Terrorists who were trained and inspired by the jihadist organizations commit attacks in Europe, the United States, and throughout the world, emphasizing the need to understand the situation to better combat it. Analysts have concentrated on the jihadi volunteers from some 80 nations, and warned of the danger that those fighters would return home to become sleeper operatives, according to an article by Track Persia, a Platform run by dedicated analysts who spend much of their time researching the Middle East.

However, Iran has managed to go almost unnoticed by media coverage, and has deployed its own fighters and proxy armies to fight for the Assad regime’s survival in Syria. “While the jihadist organizations recruited their volunteers from the Sunni Muslim world, Iran turned to the Shiite populations to supply the needed manpower for Iran’s Syrian front,” says Track Persia. 

The Iranians sent a limited operational force to Syria, consisting mainly of advisers from the Revolutionary Guards. Track Persia states that the assessment is that “there are about 1,500-3,000 Iranian Revolutionary Guard officers present in Syria and serving mainly as advisers responsible for logistics, intelligence gathering, and training.”
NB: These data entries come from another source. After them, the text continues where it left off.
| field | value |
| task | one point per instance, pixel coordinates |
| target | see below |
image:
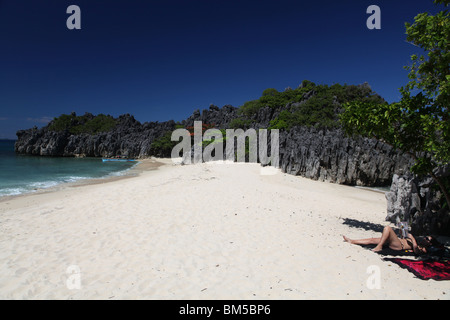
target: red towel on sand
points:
(437, 270)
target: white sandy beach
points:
(208, 231)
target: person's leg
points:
(388, 237)
(363, 241)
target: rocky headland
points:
(319, 151)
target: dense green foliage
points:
(83, 124)
(308, 105)
(420, 123)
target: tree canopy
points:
(419, 124)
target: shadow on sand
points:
(363, 225)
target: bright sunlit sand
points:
(206, 231)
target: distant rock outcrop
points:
(315, 152)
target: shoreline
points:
(140, 167)
(205, 231)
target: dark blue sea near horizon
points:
(20, 174)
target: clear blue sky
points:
(160, 60)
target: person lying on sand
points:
(390, 239)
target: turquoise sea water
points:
(23, 174)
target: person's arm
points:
(416, 248)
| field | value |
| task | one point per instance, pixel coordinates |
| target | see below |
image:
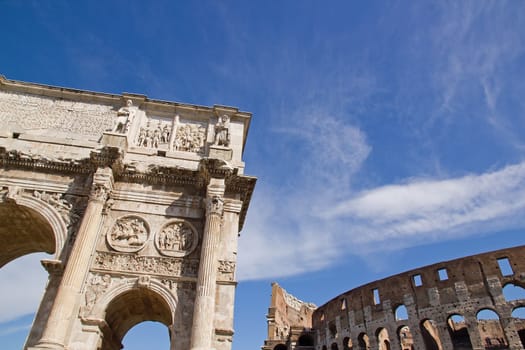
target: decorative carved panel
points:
(177, 238)
(128, 234)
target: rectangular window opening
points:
(418, 282)
(377, 300)
(504, 266)
(443, 275)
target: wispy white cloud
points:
(23, 282)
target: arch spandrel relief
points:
(177, 238)
(128, 234)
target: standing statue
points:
(124, 117)
(222, 131)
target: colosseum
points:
(476, 302)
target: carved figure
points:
(124, 117)
(128, 234)
(96, 288)
(222, 131)
(176, 239)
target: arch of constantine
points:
(476, 302)
(139, 201)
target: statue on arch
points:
(222, 131)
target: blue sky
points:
(386, 135)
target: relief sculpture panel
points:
(128, 234)
(177, 238)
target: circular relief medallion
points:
(177, 238)
(128, 234)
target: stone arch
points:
(363, 341)
(39, 227)
(458, 331)
(513, 292)
(383, 339)
(430, 334)
(401, 312)
(130, 303)
(490, 330)
(518, 315)
(406, 339)
(113, 292)
(305, 340)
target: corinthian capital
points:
(214, 205)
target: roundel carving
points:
(177, 238)
(128, 234)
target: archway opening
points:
(458, 331)
(33, 232)
(518, 315)
(490, 330)
(347, 343)
(131, 308)
(401, 313)
(430, 335)
(305, 340)
(406, 339)
(147, 335)
(382, 339)
(513, 292)
(363, 341)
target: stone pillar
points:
(204, 309)
(65, 307)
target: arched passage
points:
(458, 331)
(430, 335)
(131, 308)
(406, 340)
(383, 340)
(363, 341)
(23, 231)
(490, 330)
(518, 314)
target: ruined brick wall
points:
(433, 307)
(289, 320)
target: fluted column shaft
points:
(63, 311)
(204, 309)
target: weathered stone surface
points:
(114, 187)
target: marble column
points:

Regional Shiite forces answer to Tehran’s orders, because they were created by Iran, and serve Iranian policy first and foremost in the region. An Iranian Revolutionary Guard officer claims that the Guard has formed and trained 42 brigades and 138 battalions, all sent to defend the Assad regime, says Track Persia, who adds,  “At least five national entities were to provide the manpower to serve the Iranian agenda in Syria:

-Hizbullah – the Lebanese, Shiite, Iranian-backed military organization

-Afghan “Fatimiyoun and Khadem el-‘Aqila Brigades“

-Pakistani “Zainebiyoun Brigade”

-Yemeni Houthis “Liwa Al-Saada“

-Iraqi Shiite militias, of which “Al-Nujaba Movement” has a special significance for Israel”
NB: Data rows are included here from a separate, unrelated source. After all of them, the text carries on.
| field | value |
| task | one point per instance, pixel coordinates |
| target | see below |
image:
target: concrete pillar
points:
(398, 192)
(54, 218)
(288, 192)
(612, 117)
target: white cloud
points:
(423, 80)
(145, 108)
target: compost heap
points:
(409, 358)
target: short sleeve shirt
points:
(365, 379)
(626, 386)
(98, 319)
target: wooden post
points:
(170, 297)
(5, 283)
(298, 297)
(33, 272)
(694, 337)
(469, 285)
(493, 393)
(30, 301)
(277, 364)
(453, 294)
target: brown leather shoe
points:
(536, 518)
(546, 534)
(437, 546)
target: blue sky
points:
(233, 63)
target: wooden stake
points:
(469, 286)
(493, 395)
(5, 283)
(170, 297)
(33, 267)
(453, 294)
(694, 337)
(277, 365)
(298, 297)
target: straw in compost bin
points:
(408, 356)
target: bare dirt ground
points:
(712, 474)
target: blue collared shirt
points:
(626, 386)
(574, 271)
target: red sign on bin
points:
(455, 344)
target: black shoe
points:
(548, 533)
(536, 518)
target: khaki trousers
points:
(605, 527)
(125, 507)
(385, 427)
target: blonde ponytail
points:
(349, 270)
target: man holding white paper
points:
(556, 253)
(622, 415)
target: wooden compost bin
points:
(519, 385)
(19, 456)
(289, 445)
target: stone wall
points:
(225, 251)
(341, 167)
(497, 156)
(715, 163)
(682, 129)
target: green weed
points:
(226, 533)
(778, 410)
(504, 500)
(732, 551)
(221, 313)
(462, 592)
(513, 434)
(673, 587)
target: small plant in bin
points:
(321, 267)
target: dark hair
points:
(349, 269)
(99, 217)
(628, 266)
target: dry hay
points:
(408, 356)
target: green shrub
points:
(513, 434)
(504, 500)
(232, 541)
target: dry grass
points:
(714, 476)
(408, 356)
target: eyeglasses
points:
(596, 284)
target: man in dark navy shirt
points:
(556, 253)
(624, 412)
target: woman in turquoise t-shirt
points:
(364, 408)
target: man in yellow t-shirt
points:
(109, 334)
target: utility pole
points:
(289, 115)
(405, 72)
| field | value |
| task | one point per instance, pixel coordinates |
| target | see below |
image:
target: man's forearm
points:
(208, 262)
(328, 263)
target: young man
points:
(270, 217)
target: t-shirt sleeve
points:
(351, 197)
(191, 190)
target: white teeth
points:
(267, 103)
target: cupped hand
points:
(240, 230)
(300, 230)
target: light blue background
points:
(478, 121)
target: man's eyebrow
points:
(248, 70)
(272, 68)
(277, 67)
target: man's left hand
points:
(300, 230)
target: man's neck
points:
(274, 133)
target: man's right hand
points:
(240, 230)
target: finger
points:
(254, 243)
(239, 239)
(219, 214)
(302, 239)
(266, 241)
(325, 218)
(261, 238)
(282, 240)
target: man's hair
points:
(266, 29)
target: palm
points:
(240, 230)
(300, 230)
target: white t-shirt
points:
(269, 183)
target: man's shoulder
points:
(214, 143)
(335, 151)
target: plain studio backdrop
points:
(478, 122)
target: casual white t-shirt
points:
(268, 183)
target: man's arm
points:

These military units receive orders from the Iranian Revolutionary Guards. Iran supervises their salaries, equipment, training supervision and control, and the Quds Division of the Revolutionary Guards, commanded by Qasem Soleimani coordinates, though each division enjoys a relatively high degree of autonomy, reports Track Persia.

Chaotic situations unseen in the past, and thus unprepared for, were created during the Syrian Civil War. In fact, Track Persia says, “The only time a coalition of Arab forces fought other Arab forces was in the course of the Gulf war and the Yemeni conflict. Arab contingents were regular military formations, and the divide between them rested on differing national interests, whereas in the Syrian conflict, militias from almost every place in the world are fighting along and against militias and regular forces based solely on the Sunni-Shiite divide.”

The Syrian conflict is being manipulated by foreign powers. Assad and his allies led by Iran and Russia, and the rebels assisted by the American-led coalition and Turkey.

As a result, jihadi fighters and rebel factions are coming from more than 80 countries in the world, which would have remained quiet, but for the coffins returning home. 

Track Persia writes, “In a way, it stresses the fact that Iran remains reluctant to engage its main forces to protect Assad, and left without this choice, Iran had no other option, but to bring into the battlefield other Shiites ready to die for its cause. To paraphrase a very old saying, Iran is ready to fight in Syria until the last non-Iranian Shiite.”